This excellent and entertaining book therefore is a very timely reminder of how good a batsman Kim Hughes was, and that he played some wonderful innings such as those during the Lord's centenary test of 1980 and several other occasions. He was also a figure who attracted very polarised views.

It was Hughes misfortune that his peak years coincided with the divisiveness, and it's aftermath, of the Packer schism and of the era when the West Indies fast bowling mean machine was rampant and all-conquering and when the Australians seemed to be playing them virtually every season. Nonetheless, his test batting average (37.41) doesn't compare unfavourably with that of other leading players from that era such as Allan Lamb (36.09), especially when its recalled that this was a time when bowling attacks, especially fast bowling, were largely far stronger than today and with pitches much more in their favour than the lifeless tracks prevalent today.

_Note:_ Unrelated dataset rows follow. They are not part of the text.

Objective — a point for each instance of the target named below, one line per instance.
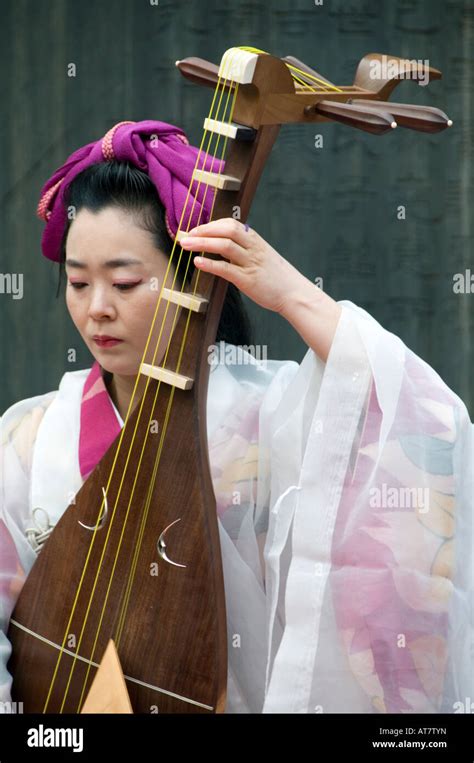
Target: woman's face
(114, 276)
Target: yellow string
(134, 434)
(125, 602)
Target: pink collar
(99, 423)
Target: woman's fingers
(220, 268)
(226, 228)
(223, 246)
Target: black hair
(122, 185)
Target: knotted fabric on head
(159, 149)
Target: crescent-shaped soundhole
(102, 518)
(161, 545)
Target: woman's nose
(101, 305)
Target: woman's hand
(251, 264)
(267, 278)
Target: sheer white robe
(344, 496)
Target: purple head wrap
(157, 148)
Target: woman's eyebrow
(120, 262)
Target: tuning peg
(421, 118)
(377, 122)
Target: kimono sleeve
(18, 429)
(379, 589)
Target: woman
(343, 485)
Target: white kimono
(344, 498)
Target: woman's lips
(106, 342)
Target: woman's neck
(120, 389)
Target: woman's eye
(126, 286)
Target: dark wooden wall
(331, 211)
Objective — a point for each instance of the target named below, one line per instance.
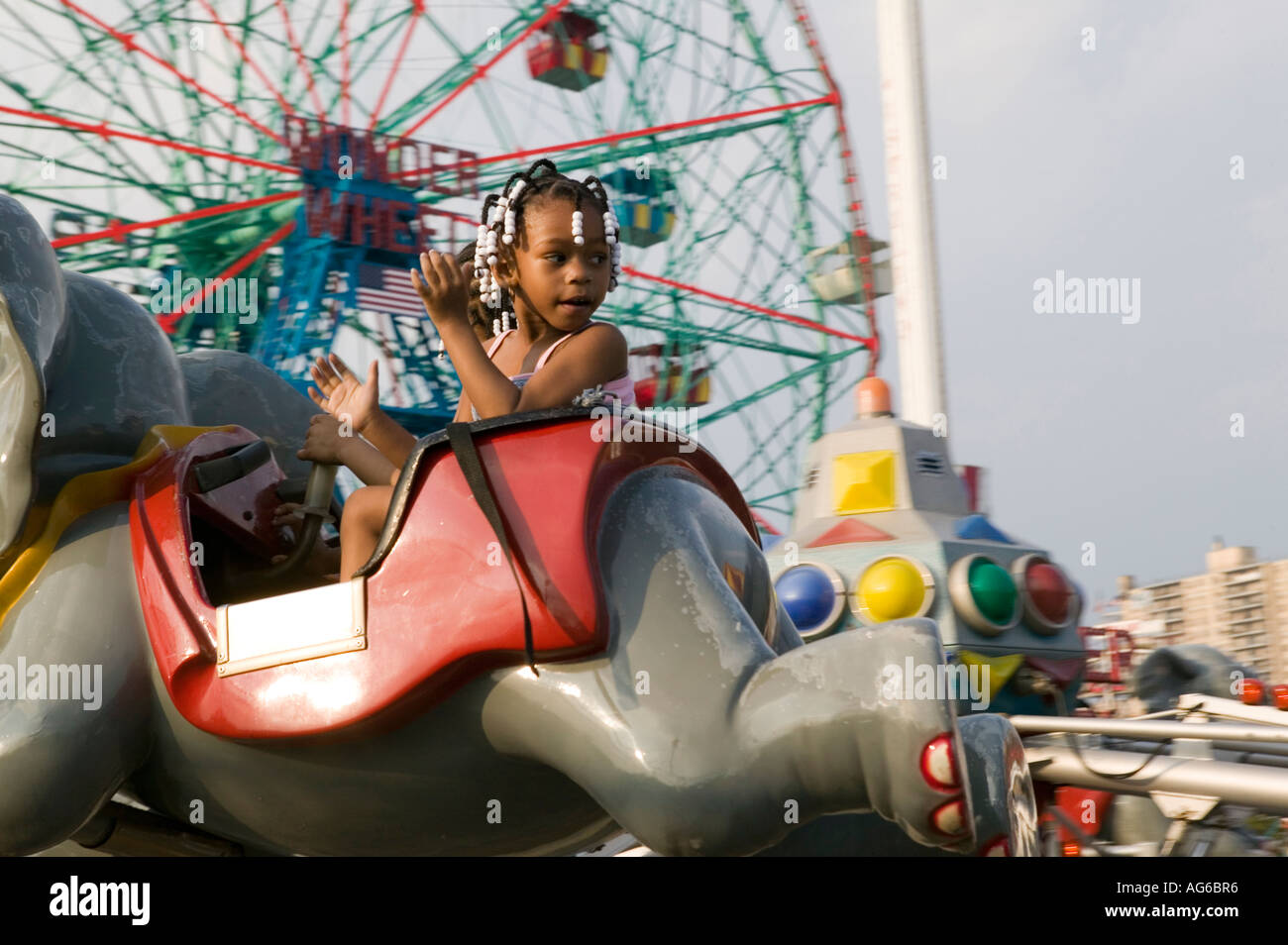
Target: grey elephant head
(697, 733)
(1170, 673)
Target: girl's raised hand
(445, 287)
(343, 394)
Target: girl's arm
(591, 357)
(490, 393)
(390, 439)
(368, 463)
(326, 442)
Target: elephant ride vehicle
(561, 635)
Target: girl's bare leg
(360, 527)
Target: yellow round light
(890, 588)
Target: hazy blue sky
(1106, 163)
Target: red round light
(939, 764)
(1048, 589)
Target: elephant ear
(33, 332)
(1162, 677)
(1179, 666)
(21, 403)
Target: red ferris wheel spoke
(617, 137)
(167, 322)
(241, 51)
(480, 71)
(133, 47)
(104, 130)
(120, 230)
(300, 59)
(417, 8)
(344, 63)
(750, 306)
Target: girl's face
(559, 280)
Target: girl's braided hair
(501, 220)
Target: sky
(1111, 162)
(1104, 141)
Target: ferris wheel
(185, 138)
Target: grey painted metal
(1258, 787)
(1222, 751)
(1162, 730)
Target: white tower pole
(912, 231)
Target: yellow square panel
(863, 481)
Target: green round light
(993, 589)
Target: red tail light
(939, 764)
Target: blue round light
(810, 597)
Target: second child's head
(548, 274)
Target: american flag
(386, 288)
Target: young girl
(537, 246)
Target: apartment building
(1237, 605)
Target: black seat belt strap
(472, 467)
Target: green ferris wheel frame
(167, 153)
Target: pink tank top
(622, 389)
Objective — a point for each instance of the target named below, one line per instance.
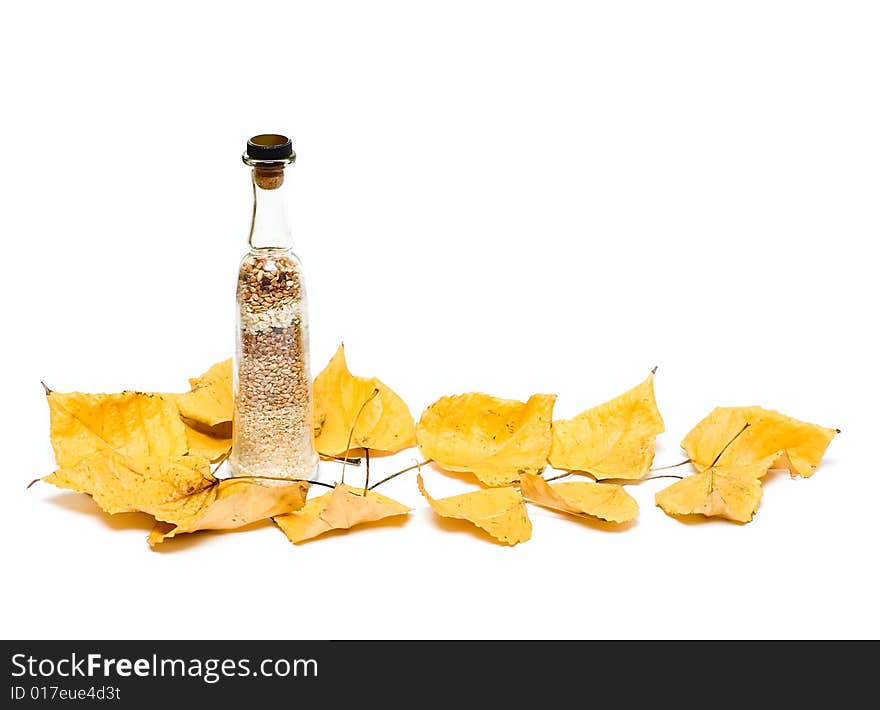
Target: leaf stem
(351, 431)
(561, 475)
(735, 437)
(354, 461)
(286, 480)
(672, 465)
(367, 476)
(406, 470)
(220, 462)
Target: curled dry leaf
(234, 503)
(340, 509)
(210, 447)
(128, 423)
(501, 512)
(496, 439)
(731, 492)
(168, 488)
(129, 452)
(614, 440)
(768, 433)
(607, 501)
(345, 406)
(209, 403)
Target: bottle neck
(270, 227)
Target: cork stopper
(269, 154)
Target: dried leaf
(238, 502)
(768, 433)
(496, 439)
(607, 501)
(129, 424)
(731, 492)
(501, 512)
(340, 509)
(210, 447)
(171, 489)
(613, 440)
(209, 403)
(384, 422)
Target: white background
(508, 197)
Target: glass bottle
(272, 421)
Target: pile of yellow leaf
(152, 452)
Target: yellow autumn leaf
(607, 501)
(613, 440)
(237, 502)
(501, 512)
(208, 405)
(768, 433)
(731, 492)
(170, 488)
(210, 447)
(128, 423)
(348, 415)
(342, 508)
(496, 439)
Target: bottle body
(273, 434)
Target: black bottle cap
(269, 146)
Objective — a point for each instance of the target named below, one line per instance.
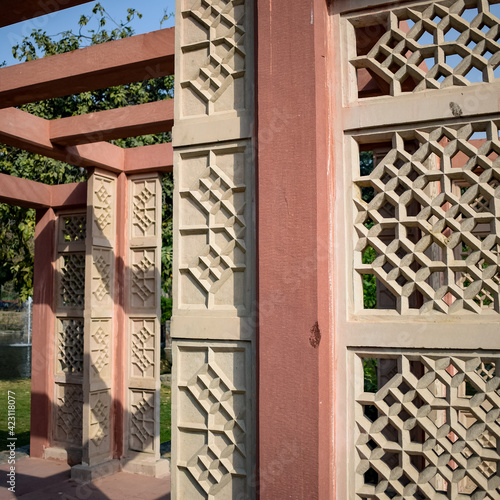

It will probably never be definitively proved whether Hughes was offered a Packer contract and turned it down, whether one was being drawn up when he decided instead to become the poster boy of establishment cricket or whether he was never going to be offered one but it's undeniable that by nailing his colours so strongly to establishment cricket's mast he incurred the lasting enmity of those in the rival Packer camp. It's certainly very noticeable that out of all the Australian cricket captains of recent times he is the one absent from a post in the media or a proper role in the game, as this book highlights.

Although neither Hughes nor his close family and friends co-operated over the writing of the book, Ryan largely seeks to give an account of these troubled times from Hughes' own perspective, giving his side of the story. This certainly fills a much needed void as his chief protagonists have had their say, largely unchallenged, for many years, both on screen and in print. The book gives previously unrecorded recollections from former team mates and administrators of the intense hostility and indifference Hughes actually faced from those he had crossed.

The book doesn't forget to mention that there were victims on both sides of the Packer divide. The big names like the Chappells, Lillee, Marsh and a few others were powerful enough to look after themselves but some of the others who made up the numbers were passed over after the two sides settled, when it came to choosing touring sides or even resuming state cricket careers. Likewise, some of those who stayed loyal to establishment cricket were also jettisoned with unseemly haste so the extent of the hostility shown to Hughes is given it's proper context.

The book also muses on what might have been, if Hughes had shown more foresight, been given wiser advice and not sought the Australian captaincy so openly. He could have stood aside for Rod Marsh or even John Inverarity for the tours in which Greg Chappell was unavailable (a very difficult situation in itself) and the period immediately after Chappell retired. They would both certainly have been far better equipped for that task. But I can't help feeling that it was always destined to end in tears for Kim Hughes. If he'd have come to the captaincy in the mid 1980s he would still have been locking horns with the Ian Botham inspired England sides and Richard Hadlee inspired New Zealand sides which both enjoyed success against Australia at home and away during that period as well as having to deal with a powerful West Indies side still at the height of it's powers.

It's surely undeniable too, that Allan Border proved a far stronger leader and captain, much better equipped to lead Australian cricket out of the wilderness into the successful period of the following 2 decades. This book though, certainly provides plenty of food for thought and gives a fascinating insight into troubled times in Australian cricket.